C'est pour donner à ces jeunes un moyen de s'exprimer et d'imager leur quotidien que les photographes Patrick Dionne et Miki Gingras sont allés les rencontrer au Nicaragua. « La photo n'est qu'un prétexte pour les amener à développer leur créativité et leur concentration », explique Patrick Dionne, cofondateur de DIASOL, un organisme à but non lucratif qui lutte contre l'uniformisation des cultures. Avec des appareils photo fabriqués à partir de boîtes de conserve, les enfants photographient leur école, les seaux d'eau qu'ils rapportent du ruisseau, leur matériel à cirer les souliers ou leur maman assise sur le bord du trottoir.

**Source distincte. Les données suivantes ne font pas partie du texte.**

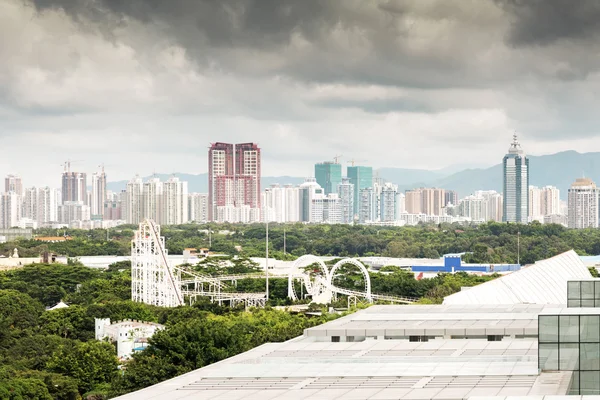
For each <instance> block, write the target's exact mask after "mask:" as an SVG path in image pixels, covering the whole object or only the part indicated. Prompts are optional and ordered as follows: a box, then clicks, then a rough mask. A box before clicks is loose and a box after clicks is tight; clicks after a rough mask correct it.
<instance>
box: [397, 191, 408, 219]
mask: <svg viewBox="0 0 600 400" xmlns="http://www.w3.org/2000/svg"><path fill="white" fill-rule="evenodd" d="M405 212H406V196H405V195H404V193H401V192H398V193H396V213H397V216H399V215H400V214H404V213H405Z"/></svg>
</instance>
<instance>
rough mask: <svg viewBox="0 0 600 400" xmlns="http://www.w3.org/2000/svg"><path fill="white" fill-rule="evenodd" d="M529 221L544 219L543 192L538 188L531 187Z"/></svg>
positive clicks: (533, 186)
mask: <svg viewBox="0 0 600 400" xmlns="http://www.w3.org/2000/svg"><path fill="white" fill-rule="evenodd" d="M528 217H529V221H534V220H535V221H540V219H542V220H543V217H542V191H541V190H540V188H539V187H537V186H529V215H528Z"/></svg>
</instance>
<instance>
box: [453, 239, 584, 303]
mask: <svg viewBox="0 0 600 400" xmlns="http://www.w3.org/2000/svg"><path fill="white" fill-rule="evenodd" d="M591 277H592V275H591V274H590V272H589V271H588V269H587V267H586V266H585V264H584V263H583V262H582V261H581V259H580V258H579V256H578V255H577V253H575V252H574V251H573V250H570V251H567V252H566V253H563V254H559V255H557V256H555V257H552V258H549V259H547V260H543V261H538V262H537V263H535V264H533V265H530V266H528V267H524V268H522V269H520V270H519V271H516V272H513V273H512V274H508V275H505V276H503V277H501V278H498V279H494V280H493V281H489V282H485V283H483V284H481V285H478V286H475V287H473V288H470V289H469V290H465V291H461V292H458V293H455V294H452V295H450V296H448V297H446V298H445V299H444V303H443V304H524V303H529V304H567V281H569V280H578V279H590V278H591Z"/></svg>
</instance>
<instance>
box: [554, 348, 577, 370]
mask: <svg viewBox="0 0 600 400" xmlns="http://www.w3.org/2000/svg"><path fill="white" fill-rule="evenodd" d="M559 357H560V359H559V361H558V369H559V370H561V371H575V370H576V369H579V344H578V343H561V344H560V347H559Z"/></svg>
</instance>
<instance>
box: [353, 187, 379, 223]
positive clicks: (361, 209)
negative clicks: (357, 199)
mask: <svg viewBox="0 0 600 400" xmlns="http://www.w3.org/2000/svg"><path fill="white" fill-rule="evenodd" d="M358 201H359V206H358V222H360V223H361V224H363V223H366V222H376V221H377V220H378V218H377V210H378V206H377V194H376V193H375V190H374V189H373V188H365V189H362V190H361V191H360V193H359V194H358Z"/></svg>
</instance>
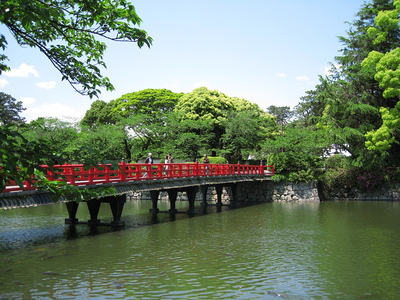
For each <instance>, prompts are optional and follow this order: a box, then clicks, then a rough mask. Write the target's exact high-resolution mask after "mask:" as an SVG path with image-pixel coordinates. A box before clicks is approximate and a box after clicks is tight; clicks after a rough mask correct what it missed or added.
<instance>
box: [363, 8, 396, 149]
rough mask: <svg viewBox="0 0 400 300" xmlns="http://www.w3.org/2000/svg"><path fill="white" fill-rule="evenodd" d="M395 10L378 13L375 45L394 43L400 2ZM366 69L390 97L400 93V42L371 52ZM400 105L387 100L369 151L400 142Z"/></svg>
mask: <svg viewBox="0 0 400 300" xmlns="http://www.w3.org/2000/svg"><path fill="white" fill-rule="evenodd" d="M393 8H394V9H392V10H382V11H380V12H379V13H378V15H377V16H376V18H375V20H374V24H373V26H372V27H370V28H369V29H368V34H369V35H370V36H371V37H372V38H373V39H374V44H376V45H378V46H381V45H387V44H388V43H389V44H390V42H391V40H392V39H393V32H395V33H396V35H397V36H398V33H399V31H400V21H399V14H400V1H398V0H396V1H394V2H393ZM362 67H363V71H364V72H366V73H367V74H369V75H370V76H371V77H373V78H374V79H375V80H376V81H377V82H378V83H379V86H380V87H381V88H383V93H382V94H383V97H384V98H386V99H390V98H397V99H398V97H399V96H400V47H399V44H398V43H397V44H390V46H386V47H385V48H384V49H379V51H371V52H370V53H369V54H368V57H367V58H365V59H364V61H363V62H362ZM399 109H400V104H399V102H397V104H395V106H394V107H392V106H391V104H390V103H383V105H382V107H381V108H380V113H381V116H382V124H381V126H380V127H379V128H378V129H374V130H371V131H369V132H367V133H366V135H365V136H366V139H367V141H366V143H365V145H366V147H367V149H368V150H373V151H377V152H381V153H382V152H386V151H388V150H390V149H391V148H392V146H393V144H395V143H398V131H399V127H400V112H399Z"/></svg>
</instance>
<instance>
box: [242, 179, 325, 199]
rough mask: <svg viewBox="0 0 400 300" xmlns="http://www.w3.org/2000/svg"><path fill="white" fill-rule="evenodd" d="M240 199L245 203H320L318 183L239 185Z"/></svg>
mask: <svg viewBox="0 0 400 300" xmlns="http://www.w3.org/2000/svg"><path fill="white" fill-rule="evenodd" d="M238 199H240V201H245V202H269V201H284V202H293V201H301V202H315V201H320V199H319V196H318V189H317V184H316V182H314V181H313V182H308V183H292V182H285V183H276V182H272V181H264V182H254V183H243V184H242V183H239V184H238Z"/></svg>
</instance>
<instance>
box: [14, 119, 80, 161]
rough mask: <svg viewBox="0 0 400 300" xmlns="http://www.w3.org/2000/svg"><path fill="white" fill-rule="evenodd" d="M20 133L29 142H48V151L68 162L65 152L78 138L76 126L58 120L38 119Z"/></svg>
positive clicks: (29, 125)
mask: <svg viewBox="0 0 400 300" xmlns="http://www.w3.org/2000/svg"><path fill="white" fill-rule="evenodd" d="M20 132H21V133H22V135H23V136H24V137H25V138H26V139H27V140H28V141H38V140H40V141H42V142H43V141H46V143H47V144H48V148H49V149H48V150H49V151H51V152H52V153H53V155H55V156H57V157H60V160H63V161H66V162H68V157H67V156H66V154H65V150H66V148H67V147H68V146H69V145H70V144H71V143H72V142H73V141H74V140H75V139H76V138H77V136H78V128H77V125H76V124H74V123H70V122H66V121H62V120H59V119H57V118H38V119H36V120H33V121H31V122H30V123H29V124H28V125H27V126H26V128H21V130H20Z"/></svg>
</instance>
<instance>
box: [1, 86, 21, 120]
mask: <svg viewBox="0 0 400 300" xmlns="http://www.w3.org/2000/svg"><path fill="white" fill-rule="evenodd" d="M24 110H25V108H24V107H23V106H22V102H21V101H17V100H16V99H15V98H13V97H12V96H11V95H8V94H6V93H3V92H0V125H5V124H18V123H23V122H25V119H24V118H22V117H20V115H19V114H20V113H21V112H23V111H24Z"/></svg>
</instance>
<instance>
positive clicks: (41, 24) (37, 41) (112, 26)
mask: <svg viewBox="0 0 400 300" xmlns="http://www.w3.org/2000/svg"><path fill="white" fill-rule="evenodd" d="M0 11H1V12H2V13H1V14H0V23H3V24H4V25H5V26H6V27H7V28H8V29H9V30H10V31H11V33H12V34H13V36H14V37H15V39H16V41H17V42H18V43H19V44H20V45H22V46H29V47H35V48H38V49H39V50H40V51H41V52H42V53H43V54H44V55H45V56H46V57H47V58H48V59H49V60H50V61H51V63H52V64H53V65H54V67H55V68H56V69H57V70H58V71H59V72H60V73H61V75H62V79H63V80H67V81H68V82H69V83H70V84H71V85H72V86H73V88H74V89H75V90H76V91H78V92H79V93H81V94H83V95H89V96H90V97H93V96H98V94H99V93H100V90H99V87H105V88H106V89H107V90H113V89H114V87H113V85H112V84H111V82H110V80H109V79H108V78H107V77H103V76H102V74H101V71H100V68H99V66H100V67H104V68H105V67H106V64H105V62H104V61H103V55H104V53H105V50H106V48H107V47H106V44H105V43H104V42H102V41H100V39H103V40H104V39H106V40H111V41H124V42H136V43H137V45H138V46H139V47H142V46H143V45H147V46H150V45H151V43H152V39H151V38H150V37H149V36H148V35H147V33H146V32H145V31H144V30H141V29H138V28H135V27H134V26H139V25H140V23H141V19H140V18H139V16H138V15H137V14H136V11H135V7H134V6H133V5H132V4H131V3H130V1H127V0H97V1H93V0H81V1H76V0H50V1H41V0H2V1H1V2H0ZM6 47H7V40H6V39H5V37H4V36H3V35H1V34H0V48H2V49H5V48H6ZM6 60H7V57H6V56H5V55H1V56H0V72H1V71H4V70H8V69H9V68H8V66H7V65H6V63H5V61H6Z"/></svg>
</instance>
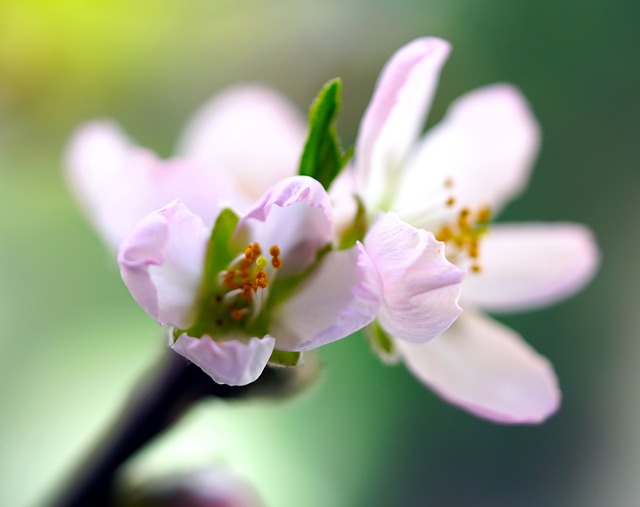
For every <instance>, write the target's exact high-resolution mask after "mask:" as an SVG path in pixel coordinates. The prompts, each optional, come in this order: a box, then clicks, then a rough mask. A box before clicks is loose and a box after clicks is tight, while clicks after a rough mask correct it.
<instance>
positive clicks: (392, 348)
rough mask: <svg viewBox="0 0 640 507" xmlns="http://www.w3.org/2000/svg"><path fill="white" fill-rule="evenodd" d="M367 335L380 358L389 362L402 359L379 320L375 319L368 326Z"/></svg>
mask: <svg viewBox="0 0 640 507" xmlns="http://www.w3.org/2000/svg"><path fill="white" fill-rule="evenodd" d="M366 331H367V336H368V338H369V341H370V342H371V346H372V347H373V350H375V351H376V353H377V354H378V355H379V356H380V358H381V359H382V360H383V361H385V362H387V363H396V362H398V361H399V360H400V356H399V354H398V351H397V350H396V347H395V345H394V343H393V338H391V337H390V336H389V335H388V334H387V332H386V331H385V330H384V329H382V327H381V326H380V324H378V321H377V320H374V321H373V322H372V323H371V324H369V326H367V329H366Z"/></svg>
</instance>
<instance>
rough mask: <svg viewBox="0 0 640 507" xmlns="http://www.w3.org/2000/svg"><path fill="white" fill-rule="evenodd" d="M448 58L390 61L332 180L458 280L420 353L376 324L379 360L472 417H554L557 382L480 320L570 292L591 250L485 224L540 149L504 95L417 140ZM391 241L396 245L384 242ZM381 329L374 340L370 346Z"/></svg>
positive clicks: (497, 332)
mask: <svg viewBox="0 0 640 507" xmlns="http://www.w3.org/2000/svg"><path fill="white" fill-rule="evenodd" d="M449 52H450V45H449V44H448V43H447V42H446V41H444V40H442V39H437V38H422V39H417V40H415V41H413V42H411V43H409V44H407V45H406V46H404V47H402V48H401V49H400V50H398V51H397V52H396V53H395V54H394V55H393V56H392V58H391V59H390V60H389V62H388V63H387V64H386V66H385V68H384V70H383V71H382V74H381V76H380V78H379V80H378V84H377V87H376V90H375V92H374V95H373V98H372V99H371V102H370V104H369V106H368V108H367V111H366V112H365V115H364V117H363V120H362V123H361V125H360V131H359V134H358V138H357V141H356V153H355V156H356V162H355V165H354V170H353V174H352V175H351V178H348V177H346V178H343V179H342V180H340V181H342V182H343V184H345V185H348V184H349V182H351V184H352V189H353V190H352V192H353V193H354V194H358V195H360V196H361V198H362V200H363V201H364V203H365V206H366V209H367V210H368V211H369V212H370V213H371V212H372V211H374V210H381V211H394V212H397V213H398V215H399V217H401V218H404V219H405V220H406V221H407V222H408V223H409V224H411V225H412V226H415V227H419V228H421V229H426V230H427V231H432V233H435V234H436V235H437V236H436V237H437V239H438V240H440V241H442V242H444V243H445V244H446V256H447V258H448V259H449V260H451V261H452V262H454V263H455V264H456V265H457V266H459V267H460V268H463V269H466V270H467V276H466V277H465V280H464V283H463V293H462V304H463V307H464V309H465V311H464V313H463V314H462V315H461V316H460V317H459V318H458V320H457V321H455V322H454V323H453V325H452V326H451V327H450V328H449V329H447V330H446V331H445V332H444V333H443V334H442V335H441V336H440V338H439V339H438V340H435V341H434V342H430V343H428V344H427V343H424V344H417V343H415V342H412V341H408V342H407V341H405V340H393V338H401V337H402V335H401V334H400V333H399V331H397V330H395V329H393V328H391V329H390V328H389V327H388V326H386V325H385V323H384V322H381V326H382V328H384V331H386V332H388V333H389V334H390V335H391V336H390V337H389V338H386V339H385V340H384V341H385V342H386V343H387V344H388V345H387V348H388V349H390V350H388V351H387V355H393V354H394V353H395V354H397V355H398V356H399V358H402V360H403V361H404V362H405V363H406V364H407V367H408V368H409V369H410V370H411V371H412V372H413V373H414V374H415V375H416V377H417V378H418V379H420V380H421V381H422V382H424V383H425V384H426V385H427V386H429V387H431V388H432V389H434V390H435V391H436V392H437V393H438V394H440V395H441V396H442V397H443V398H445V399H447V400H449V401H450V402H451V403H453V404H455V405H459V406H460V407H462V408H463V409H466V410H468V411H470V412H471V413H473V414H475V415H478V416H480V417H484V418H487V419H489V420H493V421H496V422H501V423H529V424H532V423H538V422H541V421H543V420H544V419H546V418H547V417H549V416H550V415H551V414H553V413H554V412H555V411H556V410H557V409H558V406H559V403H560V392H559V388H558V383H557V379H556V377H555V374H554V372H553V370H552V368H551V366H550V364H549V362H548V361H547V360H546V359H545V358H543V357H541V356H539V355H538V354H537V353H536V352H535V351H534V350H533V349H531V348H530V347H529V346H528V345H527V344H526V343H525V342H524V341H523V340H522V339H521V338H520V337H519V336H518V335H517V333H515V332H513V331H511V330H510V329H508V328H506V327H505V326H501V325H499V324H498V323H496V322H494V321H492V320H491V319H489V318H487V317H485V316H484V315H483V314H482V310H489V311H498V312H499V311H514V310H522V309H529V308H536V307H540V306H545V305H550V304H551V303H553V302H556V301H558V300H561V299H563V298H565V297H567V296H568V295H571V294H573V293H575V292H577V291H578V290H579V289H580V288H582V287H583V286H584V285H585V284H586V283H587V282H588V281H589V280H590V279H591V278H592V277H593V275H594V274H595V270H596V268H597V265H598V248H597V246H596V245H595V240H594V238H593V237H592V234H591V232H590V231H589V229H588V228H586V227H584V226H581V225H578V224H568V223H563V224H558V223H554V224H541V223H522V224H506V225H496V226H490V219H491V218H492V217H493V215H495V214H496V213H497V212H499V211H500V210H501V209H502V208H503V207H504V206H505V204H506V202H508V201H509V200H510V199H511V198H513V197H514V196H515V195H518V194H519V193H520V192H521V191H522V190H523V188H524V187H525V185H526V182H527V181H528V179H529V173H530V170H531V167H532V165H533V159H534V157H535V155H536V152H537V149H538V145H539V137H540V135H539V130H538V126H537V123H536V120H535V118H534V117H533V114H532V113H531V111H530V110H529V107H528V106H527V103H526V100H525V99H524V97H522V95H521V93H520V92H519V91H518V90H517V89H516V88H514V87H513V86H510V85H506V84H498V85H492V86H487V87H484V88H482V89H479V90H476V91H473V92H471V93H468V94H466V95H464V96H463V97H461V98H459V99H458V100H457V101H456V103H455V104H454V105H453V106H452V107H451V109H450V110H449V111H448V112H447V114H446V116H445V118H444V119H443V120H442V121H441V122H440V123H439V124H438V125H436V126H435V127H433V129H431V130H429V131H428V132H427V134H426V135H425V136H424V138H422V139H417V136H418V133H419V132H420V128H421V126H422V124H423V123H424V117H425V116H426V114H427V113H428V111H429V108H430V105H431V101H432V99H433V95H434V94H435V90H436V87H437V84H438V78H439V75H440V71H441V68H442V66H443V64H444V62H445V61H446V58H447V56H448V54H449ZM340 193H341V194H348V193H349V192H348V191H346V190H341V191H340ZM405 227H406V228H410V226H409V225H408V224H406V225H405ZM399 242H400V239H399V238H398V237H397V235H396V236H395V237H393V238H392V239H391V240H390V241H388V243H389V244H394V243H395V244H396V245H397V244H398V243H399ZM365 245H368V241H365ZM374 258H375V256H374ZM410 273H411V274H410V275H409V278H410V277H412V276H414V273H415V269H411V270H410ZM383 280H384V277H383ZM398 292H399V297H400V298H407V294H408V293H409V292H408V291H407V290H406V288H403V290H401V291H398ZM431 306H432V307H433V305H431ZM404 312H405V313H408V312H407V311H406V310H404ZM424 313H426V312H424ZM405 320H408V318H407V316H406V315H405ZM412 325H413V327H414V328H415V329H420V326H416V325H415V323H413V322H412ZM384 331H375V330H374V331H373V332H372V333H371V334H372V335H373V337H374V340H375V339H376V338H378V335H379V333H380V332H384Z"/></svg>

Pour fabriquer leur camera obscura, les enfants peignent en noir l'intérieur d'une boîte de conserve, percent un petit trou au fond, y glissent un papier photo et referment le couvercle. Afin d'obtenir leurs clichés, les apprentis photographes n'ont qu'à se placer devant l'appareil et à illustrer leur gagne-pain en restant immobiles pendant 30 secondes. « Comme la durée d'exposition du papier photo est longue, les jeunes travailleurs ont le temps de prendre conscience du travail qu'ils effectuent, mentionne le photographe. Cela les amène à réfléchir sur le rôle qu'ils jouent dans leur communauté. Ils oublient leur réalité quotidienne et redeviennent des enfants. »
Pour la majorité de ces gamins, la fabrication de l'appareil photo était leur toute première activité créative. C'était aussi, pour certains, un premier pas vers un processus d'apprentissage qui pourrait les inciter à fréquenter l'école. « Les ateliers amènent les jeunes à se concentrer et à réfléchir », souligne Patrick Dionne.